With moral agency and the ability to learn (even if we presume you are correct, which I don't think you are).

jatora 34 days ago

moral agency and the ability to learn are implicit in the description you quoted. this isn't some special superpower, all animals have the ability to learn, and many have moral agency. these aren't human specific traits

b40d-48b2-979e 35 days ago

Reductio ad absurdum.

jatora 34 days ago

exactly my point lol

NobleLie 34 days ago

It appears they don't need to reason or be intelligent to be able to produce working solutions for code. But sure let wild and unmonitored? I wrangle my LLMs like the code monkeys they are. They help materialize code and then you need to sculpt it (and test harness of varying sorts)
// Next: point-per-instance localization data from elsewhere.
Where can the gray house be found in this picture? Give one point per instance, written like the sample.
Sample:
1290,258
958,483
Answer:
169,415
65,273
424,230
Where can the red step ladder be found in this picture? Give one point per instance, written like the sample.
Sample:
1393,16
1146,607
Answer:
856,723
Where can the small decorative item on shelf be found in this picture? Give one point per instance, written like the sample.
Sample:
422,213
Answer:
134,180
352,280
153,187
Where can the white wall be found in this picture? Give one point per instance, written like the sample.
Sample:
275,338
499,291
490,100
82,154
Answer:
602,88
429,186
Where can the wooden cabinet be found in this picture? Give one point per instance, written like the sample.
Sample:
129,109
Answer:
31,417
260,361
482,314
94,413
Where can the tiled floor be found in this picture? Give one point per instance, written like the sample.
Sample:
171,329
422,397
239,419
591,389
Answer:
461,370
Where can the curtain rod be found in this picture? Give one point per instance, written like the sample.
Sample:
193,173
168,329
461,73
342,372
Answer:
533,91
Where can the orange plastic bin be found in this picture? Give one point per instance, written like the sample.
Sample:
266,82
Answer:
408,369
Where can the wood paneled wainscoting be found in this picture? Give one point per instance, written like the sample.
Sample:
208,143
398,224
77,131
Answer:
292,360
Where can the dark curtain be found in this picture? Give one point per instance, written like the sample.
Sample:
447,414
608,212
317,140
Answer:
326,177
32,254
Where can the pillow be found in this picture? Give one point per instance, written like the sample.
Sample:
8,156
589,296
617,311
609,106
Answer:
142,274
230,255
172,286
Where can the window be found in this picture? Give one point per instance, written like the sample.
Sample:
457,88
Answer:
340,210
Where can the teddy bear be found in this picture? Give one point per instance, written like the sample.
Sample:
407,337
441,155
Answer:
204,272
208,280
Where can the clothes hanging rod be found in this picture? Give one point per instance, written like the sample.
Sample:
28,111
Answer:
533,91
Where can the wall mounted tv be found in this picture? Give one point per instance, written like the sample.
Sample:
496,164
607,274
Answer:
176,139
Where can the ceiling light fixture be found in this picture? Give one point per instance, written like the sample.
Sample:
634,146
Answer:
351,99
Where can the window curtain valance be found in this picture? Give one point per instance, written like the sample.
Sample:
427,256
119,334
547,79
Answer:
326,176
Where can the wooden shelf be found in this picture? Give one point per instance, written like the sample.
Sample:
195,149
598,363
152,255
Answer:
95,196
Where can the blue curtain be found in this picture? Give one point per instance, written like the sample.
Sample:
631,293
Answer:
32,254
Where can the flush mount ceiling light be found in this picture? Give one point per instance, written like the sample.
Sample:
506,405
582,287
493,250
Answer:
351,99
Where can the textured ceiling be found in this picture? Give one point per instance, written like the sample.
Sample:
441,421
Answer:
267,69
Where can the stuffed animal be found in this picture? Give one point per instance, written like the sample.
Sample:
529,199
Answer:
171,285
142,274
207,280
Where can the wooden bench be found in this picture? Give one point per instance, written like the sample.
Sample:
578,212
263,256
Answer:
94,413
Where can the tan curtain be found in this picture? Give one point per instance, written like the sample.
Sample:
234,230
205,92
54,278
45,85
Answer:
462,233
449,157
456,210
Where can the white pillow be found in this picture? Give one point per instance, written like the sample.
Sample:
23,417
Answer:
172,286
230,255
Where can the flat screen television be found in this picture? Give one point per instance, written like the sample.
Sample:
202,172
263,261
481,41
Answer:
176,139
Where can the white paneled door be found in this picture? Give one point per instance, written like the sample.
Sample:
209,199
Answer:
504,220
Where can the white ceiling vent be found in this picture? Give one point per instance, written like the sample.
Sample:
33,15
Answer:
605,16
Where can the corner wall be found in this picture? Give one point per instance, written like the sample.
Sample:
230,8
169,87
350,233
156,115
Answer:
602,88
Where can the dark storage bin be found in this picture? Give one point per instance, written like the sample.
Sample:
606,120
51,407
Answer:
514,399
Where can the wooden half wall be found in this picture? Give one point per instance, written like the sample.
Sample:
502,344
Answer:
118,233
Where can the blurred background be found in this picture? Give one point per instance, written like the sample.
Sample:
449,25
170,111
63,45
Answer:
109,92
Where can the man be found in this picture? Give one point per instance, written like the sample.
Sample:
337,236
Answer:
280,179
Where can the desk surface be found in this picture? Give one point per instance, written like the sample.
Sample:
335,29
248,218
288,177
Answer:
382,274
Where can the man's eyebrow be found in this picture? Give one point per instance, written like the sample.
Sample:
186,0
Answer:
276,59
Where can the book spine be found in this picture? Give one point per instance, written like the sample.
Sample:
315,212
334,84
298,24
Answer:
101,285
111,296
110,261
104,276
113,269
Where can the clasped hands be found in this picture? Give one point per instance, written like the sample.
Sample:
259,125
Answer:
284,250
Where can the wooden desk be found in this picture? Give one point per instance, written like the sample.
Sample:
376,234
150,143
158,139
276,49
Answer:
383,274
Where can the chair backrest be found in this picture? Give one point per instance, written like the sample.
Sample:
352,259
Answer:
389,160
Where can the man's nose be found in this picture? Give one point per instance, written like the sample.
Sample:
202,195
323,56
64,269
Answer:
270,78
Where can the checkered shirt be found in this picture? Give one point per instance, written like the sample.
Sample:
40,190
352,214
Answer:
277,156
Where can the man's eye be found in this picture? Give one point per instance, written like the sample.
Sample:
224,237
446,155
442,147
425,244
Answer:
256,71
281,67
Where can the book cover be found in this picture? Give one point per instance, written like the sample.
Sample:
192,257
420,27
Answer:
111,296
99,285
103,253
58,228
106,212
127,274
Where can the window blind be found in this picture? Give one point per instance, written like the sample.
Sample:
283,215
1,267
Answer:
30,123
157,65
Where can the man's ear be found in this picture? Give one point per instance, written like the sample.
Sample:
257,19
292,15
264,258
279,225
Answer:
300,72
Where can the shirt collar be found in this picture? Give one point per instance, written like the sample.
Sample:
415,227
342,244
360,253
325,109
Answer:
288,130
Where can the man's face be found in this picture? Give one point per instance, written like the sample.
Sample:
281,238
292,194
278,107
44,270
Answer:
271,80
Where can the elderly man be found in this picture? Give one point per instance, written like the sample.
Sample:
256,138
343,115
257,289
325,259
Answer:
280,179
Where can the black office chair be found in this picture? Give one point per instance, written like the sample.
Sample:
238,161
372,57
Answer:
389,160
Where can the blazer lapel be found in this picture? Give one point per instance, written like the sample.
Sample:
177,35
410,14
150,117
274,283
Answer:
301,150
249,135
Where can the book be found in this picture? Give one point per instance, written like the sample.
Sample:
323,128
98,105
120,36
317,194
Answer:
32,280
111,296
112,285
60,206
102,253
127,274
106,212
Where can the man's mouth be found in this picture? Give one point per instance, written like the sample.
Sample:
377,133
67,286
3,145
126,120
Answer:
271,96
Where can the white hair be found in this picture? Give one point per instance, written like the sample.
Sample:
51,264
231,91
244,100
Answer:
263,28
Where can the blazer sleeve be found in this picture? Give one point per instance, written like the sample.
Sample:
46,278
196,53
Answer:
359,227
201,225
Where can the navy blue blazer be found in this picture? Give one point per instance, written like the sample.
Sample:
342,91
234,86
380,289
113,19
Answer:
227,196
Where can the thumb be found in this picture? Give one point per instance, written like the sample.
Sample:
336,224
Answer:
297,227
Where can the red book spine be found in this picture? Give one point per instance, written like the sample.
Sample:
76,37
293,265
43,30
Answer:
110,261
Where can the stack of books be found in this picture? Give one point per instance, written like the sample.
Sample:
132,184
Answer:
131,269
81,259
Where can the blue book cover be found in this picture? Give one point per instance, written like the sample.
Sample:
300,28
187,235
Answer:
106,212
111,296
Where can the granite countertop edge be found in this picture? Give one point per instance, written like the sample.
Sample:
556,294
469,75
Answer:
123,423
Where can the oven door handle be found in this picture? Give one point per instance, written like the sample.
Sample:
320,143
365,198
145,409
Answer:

It really can be useful. It's very different from old world programming.

keeganpoppen 34 days ago

why do people insist on claiming that they don’t reason, when they clearly, for all intents and purposes, do. you can be vague; you can express your idea a thousand different ways, and you will get a unique blend of <your input bits> x <hidden reasoning layer> => semi-smoothed output. this is like some Searle Chinese Room bullshit that needs to just die. it is beyond clear that llms can interact with abstract concepts in an extremely meaningful way. this is like the “thought leader” version of the stupid-ass “it’s just smart autocomplete” argument. if you think that, it is user error— either a failure of creativity or a failure of perception or both. just because llms are not a panacea and are problematic for society and “overhyped” and whatever does not make it intellectually honest to claim that there is zero reasoning/creativity/cognition within the box.

dnautics 35 days ago

LLMs do reason (they just sometimes don't reason well).

I assure you I've met many devs and "engineers" that reason less than LLMs, and are black boxes, especially in terms of the code they write.

claytongulick 34 days ago

> LLMs do reason

No, they don't.

They are token predictors that use statistical techniques to emit the randomly weighted next most likely token given the previous token list.

The result is a strange mimic of human reasoning, because the tokens it predicts are trained on strings that were produced by humans that were reasoning, but that's not the same thing.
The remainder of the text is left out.